Fitness[sic] [...] is a testing tool for web applications. But I had used it like you for plain java code testing with junit - http://fitnesse.org/FitNesse.UserGuide.RunningFromJunit

So in the future if you do feel like using it, do take a look at it.

FitNesse is a good tool in it's own right, and we should all definitely give it a spin.

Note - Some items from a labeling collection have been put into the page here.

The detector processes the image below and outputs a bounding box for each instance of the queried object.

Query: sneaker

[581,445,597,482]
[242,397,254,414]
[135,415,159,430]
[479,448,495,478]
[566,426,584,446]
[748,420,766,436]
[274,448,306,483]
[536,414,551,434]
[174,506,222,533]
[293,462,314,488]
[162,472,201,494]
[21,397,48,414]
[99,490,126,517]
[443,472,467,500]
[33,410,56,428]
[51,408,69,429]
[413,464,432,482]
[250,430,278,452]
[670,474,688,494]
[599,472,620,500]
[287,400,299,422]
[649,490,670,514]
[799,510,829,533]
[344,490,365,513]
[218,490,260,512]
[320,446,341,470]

However, it has a slightly different objective from JUnit. JUnit is a test runner, in that it runs tests and generates reports (period). FitNesse was built with writing business-use-friendly test fixtures as one of the primary objectives. That's where the focus on tables, columns and cells comes in. There was a design decision to separate test process from test data. JUnit is agnostic of how test data gets to the tests. It simply ignores that aspect and leaves it upto the developer to figure out. This is a perfectly fine set of decisions, given JUnit was originally intended as a unit testing framework while FitNesse is primarily intended for acceptance (system) testing.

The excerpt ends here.